Fla x Flu redentor

Em meio às graves crises políticas, econômicas e morais dos anos 80 no Brasil, o grande Luís Fernando Veríssimo publicava, eventualmente, um pequeno poema em suas colunas. O título que ele atribuía à seção era "Poesia numa hora dessas?!". De fato, em meio à ditadura agonizante, à hiperinflação, à corrupção no volume máximo, quem seria capaz de se importar com algo singelo como a poesia? Mas o mestre jamais esmorecia e, por meio de suas mãos, mesmo enquanto o pau comia no país, pingos de lirismo eram derramados sobre as páginas cheias de gritantes manchetes dos jornais. A atividade de cronista esportivo por vezes me coloca em situação parecida. E isso ficou muito claro quando acompanhei a cobertura da apoteótica chegada de Ronaldinho Gaúcho ao Flamengo, enquanto o país inteiro chorava centenas e centenas de mortos e toda a devastação causada pelo maior desastre natural da nossa história.

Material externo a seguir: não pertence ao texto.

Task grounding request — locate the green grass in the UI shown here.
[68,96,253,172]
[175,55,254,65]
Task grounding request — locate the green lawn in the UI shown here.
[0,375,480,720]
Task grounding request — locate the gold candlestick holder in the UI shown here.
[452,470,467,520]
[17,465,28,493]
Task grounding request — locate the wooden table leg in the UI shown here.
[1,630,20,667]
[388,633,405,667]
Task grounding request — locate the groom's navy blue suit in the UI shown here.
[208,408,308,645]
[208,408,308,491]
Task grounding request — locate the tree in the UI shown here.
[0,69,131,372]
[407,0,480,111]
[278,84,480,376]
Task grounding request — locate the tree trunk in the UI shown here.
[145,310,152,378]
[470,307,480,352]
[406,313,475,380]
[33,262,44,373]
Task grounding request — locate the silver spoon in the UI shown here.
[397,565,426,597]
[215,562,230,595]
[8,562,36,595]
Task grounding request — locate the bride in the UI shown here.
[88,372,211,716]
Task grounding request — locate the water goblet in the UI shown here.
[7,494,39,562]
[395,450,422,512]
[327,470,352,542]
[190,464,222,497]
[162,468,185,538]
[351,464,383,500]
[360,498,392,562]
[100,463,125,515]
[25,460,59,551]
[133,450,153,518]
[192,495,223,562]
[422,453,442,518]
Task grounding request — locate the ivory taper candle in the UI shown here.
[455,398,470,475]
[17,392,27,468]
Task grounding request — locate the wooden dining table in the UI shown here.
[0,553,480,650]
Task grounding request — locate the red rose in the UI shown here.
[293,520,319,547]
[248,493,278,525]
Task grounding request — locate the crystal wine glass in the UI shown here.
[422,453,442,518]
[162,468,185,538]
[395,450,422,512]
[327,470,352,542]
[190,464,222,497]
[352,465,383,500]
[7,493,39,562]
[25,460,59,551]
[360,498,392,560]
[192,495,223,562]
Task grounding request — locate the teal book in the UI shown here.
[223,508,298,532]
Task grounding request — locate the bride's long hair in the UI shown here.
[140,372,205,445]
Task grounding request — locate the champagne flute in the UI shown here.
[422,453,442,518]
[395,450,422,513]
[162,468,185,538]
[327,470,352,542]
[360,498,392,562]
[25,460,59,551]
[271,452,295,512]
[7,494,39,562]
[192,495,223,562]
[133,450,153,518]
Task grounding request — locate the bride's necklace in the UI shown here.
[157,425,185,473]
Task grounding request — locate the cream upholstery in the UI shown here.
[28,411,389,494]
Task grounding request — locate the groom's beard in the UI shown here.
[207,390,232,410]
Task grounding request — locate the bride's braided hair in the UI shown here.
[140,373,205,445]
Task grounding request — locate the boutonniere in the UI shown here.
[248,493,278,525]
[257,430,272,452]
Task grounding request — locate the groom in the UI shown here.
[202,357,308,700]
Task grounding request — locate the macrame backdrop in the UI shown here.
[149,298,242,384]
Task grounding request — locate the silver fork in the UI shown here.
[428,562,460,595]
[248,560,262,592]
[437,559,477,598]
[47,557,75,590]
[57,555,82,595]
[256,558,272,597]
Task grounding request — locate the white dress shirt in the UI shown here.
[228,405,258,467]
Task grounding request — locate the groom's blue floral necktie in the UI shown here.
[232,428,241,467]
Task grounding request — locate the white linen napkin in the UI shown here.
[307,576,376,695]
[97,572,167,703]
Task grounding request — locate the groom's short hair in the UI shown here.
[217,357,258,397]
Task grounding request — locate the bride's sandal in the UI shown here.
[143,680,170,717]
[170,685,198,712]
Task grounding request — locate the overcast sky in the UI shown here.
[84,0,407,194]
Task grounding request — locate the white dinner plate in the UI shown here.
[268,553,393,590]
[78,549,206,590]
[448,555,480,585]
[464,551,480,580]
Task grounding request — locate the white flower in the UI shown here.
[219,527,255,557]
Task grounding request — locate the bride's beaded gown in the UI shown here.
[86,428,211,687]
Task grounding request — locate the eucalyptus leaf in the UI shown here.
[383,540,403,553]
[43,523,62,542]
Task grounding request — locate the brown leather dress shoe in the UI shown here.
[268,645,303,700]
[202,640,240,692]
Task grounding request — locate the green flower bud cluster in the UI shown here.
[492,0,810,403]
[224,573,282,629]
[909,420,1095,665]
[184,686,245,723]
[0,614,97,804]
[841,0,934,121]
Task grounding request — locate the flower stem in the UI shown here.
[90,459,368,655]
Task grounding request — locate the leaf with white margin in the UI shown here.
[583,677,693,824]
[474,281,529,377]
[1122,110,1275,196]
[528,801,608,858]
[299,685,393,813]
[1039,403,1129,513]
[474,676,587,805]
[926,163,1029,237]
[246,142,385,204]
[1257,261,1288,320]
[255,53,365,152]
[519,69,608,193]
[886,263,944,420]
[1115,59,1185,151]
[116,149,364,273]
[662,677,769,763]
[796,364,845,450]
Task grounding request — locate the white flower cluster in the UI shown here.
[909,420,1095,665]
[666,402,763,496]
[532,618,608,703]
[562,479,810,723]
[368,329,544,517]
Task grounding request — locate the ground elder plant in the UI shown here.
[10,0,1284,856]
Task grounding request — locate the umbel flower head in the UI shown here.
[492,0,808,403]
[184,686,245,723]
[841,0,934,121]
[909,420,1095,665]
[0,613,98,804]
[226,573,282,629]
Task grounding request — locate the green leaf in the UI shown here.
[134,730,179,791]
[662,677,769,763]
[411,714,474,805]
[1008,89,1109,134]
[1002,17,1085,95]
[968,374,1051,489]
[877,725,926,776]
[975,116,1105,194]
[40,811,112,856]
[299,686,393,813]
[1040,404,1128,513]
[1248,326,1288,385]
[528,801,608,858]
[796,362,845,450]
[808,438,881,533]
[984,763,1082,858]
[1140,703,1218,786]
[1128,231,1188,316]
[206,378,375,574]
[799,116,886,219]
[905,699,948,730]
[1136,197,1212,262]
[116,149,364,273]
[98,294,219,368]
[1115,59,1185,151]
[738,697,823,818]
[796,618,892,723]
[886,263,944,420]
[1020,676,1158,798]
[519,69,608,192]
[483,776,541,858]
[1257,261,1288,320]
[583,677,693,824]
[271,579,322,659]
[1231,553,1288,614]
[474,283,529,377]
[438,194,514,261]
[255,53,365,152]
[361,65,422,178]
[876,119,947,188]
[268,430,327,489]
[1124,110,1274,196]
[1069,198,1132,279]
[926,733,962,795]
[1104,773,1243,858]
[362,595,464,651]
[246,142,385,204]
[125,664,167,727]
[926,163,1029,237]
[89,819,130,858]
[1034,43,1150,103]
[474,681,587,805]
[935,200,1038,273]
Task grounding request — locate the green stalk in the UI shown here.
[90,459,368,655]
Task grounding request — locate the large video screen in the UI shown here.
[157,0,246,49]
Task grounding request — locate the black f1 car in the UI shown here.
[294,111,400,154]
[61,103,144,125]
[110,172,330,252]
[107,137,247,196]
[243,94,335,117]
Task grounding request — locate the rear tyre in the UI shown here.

MARCOS CAETANO, O Estado de S.Paulo

15 de janeiro de 2011 | 00h00

É claro que o Flamengo, e muito menos Ronaldinho, nada tem qualquer coisa a ver com as chuvas que devastaram a Região Serrana do Rio. Mas devo confessar que ver aquela festa toda, enxertada meio a fórceps numa das mais tristes edições da história do nosso jornalismo televisivo, trouxe-me à cabeça a pergunta fatal: futebol numa hora dessas?! E nesse estado de espírito, cá estou eu, com angustiante missão de ter que falar de futebol num momento em que a nação está de luto. Que caminho devo seguir? Falar das novas contratações dos clubes? Apontar os clubes favoritos para a temporada? Desviar o foco para o futebol europeu? Nada disso. Acho que posso e devo discutir o que o pode fazer o futebol, mesmo numa hora dessas.

Proponho um jogo. Não qualquer jogo. Proponho a realização de um dos maiores clássicos do mundo: o Fla x Flu. Um Fla x Flu em benefício das vítimas da tragédia. Imaginem só: de um lado, o Flamengo de Ronaldinho, Thiago Neves e vários remanescentes do time que foi campeão brasileiro em 2009; do outro, o Fluminense, atual campeão brasileiro, com craques como Fred, Emerson, Deco. Para completar, o clássico marcaria a estreia de Ronaldinho e a despedida de Washington.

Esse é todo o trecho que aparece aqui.